Scroll down to #11 (“Why We Get Fat”) for my POV. Carbs make us hungry in part
because they burn up quickly, causing a quick drop in blood sugar calling for
more “input” to get back into energy balance. The problem is, most of us are eating
a VERY high carb diet (most people do,
55% to 60% or more carbs), and we get
the signal to load up again every few hours since that’s how long it takes for
carbs to be digested and absorbed.
BUT “more input,” if you
are a “sugar (carb) burner,” means more food
by mouth, since fat stores we put away as another “input” between
sometimes long intervals between meals (ancestrally speaking), aren’t available.
For the explanation about fuel partitioning, and how our body fat becomes available for fuel to maintain
energy balance, see Retrospective #10, “Carbohydrates, Insulin and
Pre-diabetes.” Or my version of “Energy In = Energy Out” (#6).
These days the overweight
and obese cohort is more than fifty percent of the US population. The incidence
of morbidity as it relates to Type 2 diabetes and the lesser recognized
Metabolic Syndrome is also increasing at an alarming rate. Associated
co-morbidities include hypertension (high-blood pressure) and cardio-vascular disease
(CVD).
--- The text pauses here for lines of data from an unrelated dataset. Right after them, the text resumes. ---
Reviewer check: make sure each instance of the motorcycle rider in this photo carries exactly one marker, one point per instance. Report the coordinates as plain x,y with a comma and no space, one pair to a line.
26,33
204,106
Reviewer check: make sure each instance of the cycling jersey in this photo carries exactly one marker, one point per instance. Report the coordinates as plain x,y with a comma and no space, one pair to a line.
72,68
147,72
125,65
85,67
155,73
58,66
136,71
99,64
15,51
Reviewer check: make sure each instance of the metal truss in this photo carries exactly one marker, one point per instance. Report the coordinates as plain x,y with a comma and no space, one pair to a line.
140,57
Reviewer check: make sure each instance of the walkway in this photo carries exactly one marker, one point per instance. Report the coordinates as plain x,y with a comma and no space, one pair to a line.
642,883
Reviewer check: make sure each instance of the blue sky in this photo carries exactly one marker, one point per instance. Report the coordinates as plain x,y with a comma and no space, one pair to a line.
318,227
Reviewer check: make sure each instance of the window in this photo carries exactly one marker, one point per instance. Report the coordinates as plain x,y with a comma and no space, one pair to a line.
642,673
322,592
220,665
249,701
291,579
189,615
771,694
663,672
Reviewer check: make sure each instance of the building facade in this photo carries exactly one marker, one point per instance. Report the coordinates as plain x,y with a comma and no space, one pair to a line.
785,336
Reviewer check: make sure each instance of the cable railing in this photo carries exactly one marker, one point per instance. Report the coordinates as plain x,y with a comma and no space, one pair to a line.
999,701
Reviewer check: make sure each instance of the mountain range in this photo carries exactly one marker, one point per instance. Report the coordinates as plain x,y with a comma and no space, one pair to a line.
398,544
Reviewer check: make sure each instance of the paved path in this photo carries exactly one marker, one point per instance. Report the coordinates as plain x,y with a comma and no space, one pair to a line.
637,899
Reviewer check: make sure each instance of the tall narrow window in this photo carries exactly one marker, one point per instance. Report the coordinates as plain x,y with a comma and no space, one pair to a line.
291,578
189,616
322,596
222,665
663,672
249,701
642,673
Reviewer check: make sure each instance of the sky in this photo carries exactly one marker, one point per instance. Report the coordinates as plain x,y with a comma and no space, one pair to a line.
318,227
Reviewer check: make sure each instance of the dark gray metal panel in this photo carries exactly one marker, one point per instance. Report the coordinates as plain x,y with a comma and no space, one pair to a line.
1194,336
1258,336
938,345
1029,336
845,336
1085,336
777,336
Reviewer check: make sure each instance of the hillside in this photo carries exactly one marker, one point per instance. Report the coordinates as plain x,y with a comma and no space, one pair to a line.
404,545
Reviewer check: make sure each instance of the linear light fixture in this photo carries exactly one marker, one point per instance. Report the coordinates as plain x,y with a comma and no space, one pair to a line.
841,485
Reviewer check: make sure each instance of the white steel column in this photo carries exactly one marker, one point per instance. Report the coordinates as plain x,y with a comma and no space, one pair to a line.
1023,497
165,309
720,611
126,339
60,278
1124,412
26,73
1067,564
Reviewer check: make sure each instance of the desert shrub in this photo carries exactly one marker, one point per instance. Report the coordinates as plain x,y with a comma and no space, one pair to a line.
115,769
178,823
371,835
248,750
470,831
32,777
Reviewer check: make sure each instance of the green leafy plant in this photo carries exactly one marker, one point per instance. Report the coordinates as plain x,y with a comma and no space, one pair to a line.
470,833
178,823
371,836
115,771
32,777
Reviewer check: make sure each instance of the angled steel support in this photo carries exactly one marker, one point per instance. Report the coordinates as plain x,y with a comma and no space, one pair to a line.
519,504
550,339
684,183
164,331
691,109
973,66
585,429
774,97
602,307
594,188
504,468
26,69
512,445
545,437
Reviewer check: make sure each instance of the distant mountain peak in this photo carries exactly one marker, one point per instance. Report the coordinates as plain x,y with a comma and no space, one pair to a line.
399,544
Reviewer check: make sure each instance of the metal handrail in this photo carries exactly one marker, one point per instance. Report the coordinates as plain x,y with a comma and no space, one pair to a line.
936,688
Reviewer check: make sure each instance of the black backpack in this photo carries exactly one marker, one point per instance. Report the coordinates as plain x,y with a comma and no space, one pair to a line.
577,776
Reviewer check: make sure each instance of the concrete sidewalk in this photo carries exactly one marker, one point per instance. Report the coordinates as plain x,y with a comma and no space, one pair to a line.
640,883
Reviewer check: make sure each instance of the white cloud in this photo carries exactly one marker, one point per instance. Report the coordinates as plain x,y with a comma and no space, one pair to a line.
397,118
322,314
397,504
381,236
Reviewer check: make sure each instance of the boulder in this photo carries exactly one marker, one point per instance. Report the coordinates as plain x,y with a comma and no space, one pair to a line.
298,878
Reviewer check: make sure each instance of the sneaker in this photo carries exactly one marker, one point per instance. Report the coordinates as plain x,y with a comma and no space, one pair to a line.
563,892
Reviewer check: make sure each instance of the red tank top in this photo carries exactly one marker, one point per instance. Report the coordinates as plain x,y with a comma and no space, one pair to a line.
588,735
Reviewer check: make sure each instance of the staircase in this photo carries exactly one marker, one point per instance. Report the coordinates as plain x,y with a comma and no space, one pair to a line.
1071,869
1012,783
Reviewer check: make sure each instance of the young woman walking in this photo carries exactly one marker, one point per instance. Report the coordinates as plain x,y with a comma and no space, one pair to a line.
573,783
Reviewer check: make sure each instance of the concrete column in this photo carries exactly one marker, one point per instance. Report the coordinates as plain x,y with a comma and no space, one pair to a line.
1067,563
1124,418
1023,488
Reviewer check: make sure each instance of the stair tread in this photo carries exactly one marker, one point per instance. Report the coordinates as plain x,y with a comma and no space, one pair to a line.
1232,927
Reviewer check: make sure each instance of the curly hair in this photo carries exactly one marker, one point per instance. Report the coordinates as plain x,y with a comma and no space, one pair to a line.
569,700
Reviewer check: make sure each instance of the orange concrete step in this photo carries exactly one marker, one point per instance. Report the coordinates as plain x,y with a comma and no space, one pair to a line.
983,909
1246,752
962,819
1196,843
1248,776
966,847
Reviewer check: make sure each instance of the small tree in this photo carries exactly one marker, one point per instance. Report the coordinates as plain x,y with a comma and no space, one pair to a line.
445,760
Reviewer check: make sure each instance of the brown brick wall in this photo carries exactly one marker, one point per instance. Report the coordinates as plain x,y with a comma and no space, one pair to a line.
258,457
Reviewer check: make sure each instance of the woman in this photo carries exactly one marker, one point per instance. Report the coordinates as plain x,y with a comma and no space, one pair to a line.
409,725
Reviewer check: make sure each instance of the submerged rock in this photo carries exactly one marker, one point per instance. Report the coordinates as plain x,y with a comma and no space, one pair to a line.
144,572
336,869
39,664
Other Diseases of Civilization, including Alzheimer’s dementia (Type 3
diabetes?), many cancers and numerous lesser known diseases (e.g., NAFLD) are
also frequently associated and are increasing dramatically.
But we all still get fat
because we follow the recommendation in the “Dietary Guidelines” to eat a plant-based
diet, very high in carbohydrates, including sugars and ultra-processed refined
foods and fake fats made from so-called “vegetable” (seed) oils, all from less
expensive plant sources produced by U. S. Agribusiness. The plant-based diet
gets protein and fat from less expensive plant sources: “beans and peas, nuts
and seeds,” as well as “fortified soy beverages.” It’s a clever device to
promote a meat-free diet and the vegan agenda. Our government has been
snookered, and we’ve swallowed it whole. They want you to believe that you
can’t afford to eat a truly “healthy diet”. But you can. You’ll “eat less” and not be hungry. You’ll burn stored fat,
and you won’t need to exercise.
If you are not
overweight, you may already “eat right.” You still might benefit from avoiding foods
that may harm you in ways other than making you fat. The Diseases of
Civilization, attributed to the Western Diet, are frequently independent of a
tendency toward overweight. They are multifarious and increasingly deemed of
metabolic origin.
Maybe it’s time for you
to assess your diet and consider what makes sense for you. You have “an
interest in eating,” as a newspaper publisher once sardonically told me. But I
also have a special interest in eating well, both for my pleasure and for my health. I have lost a lot of
weight (170 lbs.) by adopting a Way of Eating that works.
More importantly, your
health will be much better by all the
metrics a doctor uses: your lipid panel (cholesterol), your blood sugar (A1C), with
no meds or only Metformin, your inflammation markers. My A1c was recently 5.0% (non-diabetic)! I
feel great, and I’m never hungry. My “diet” is very high fat, moderate protein and very low carb.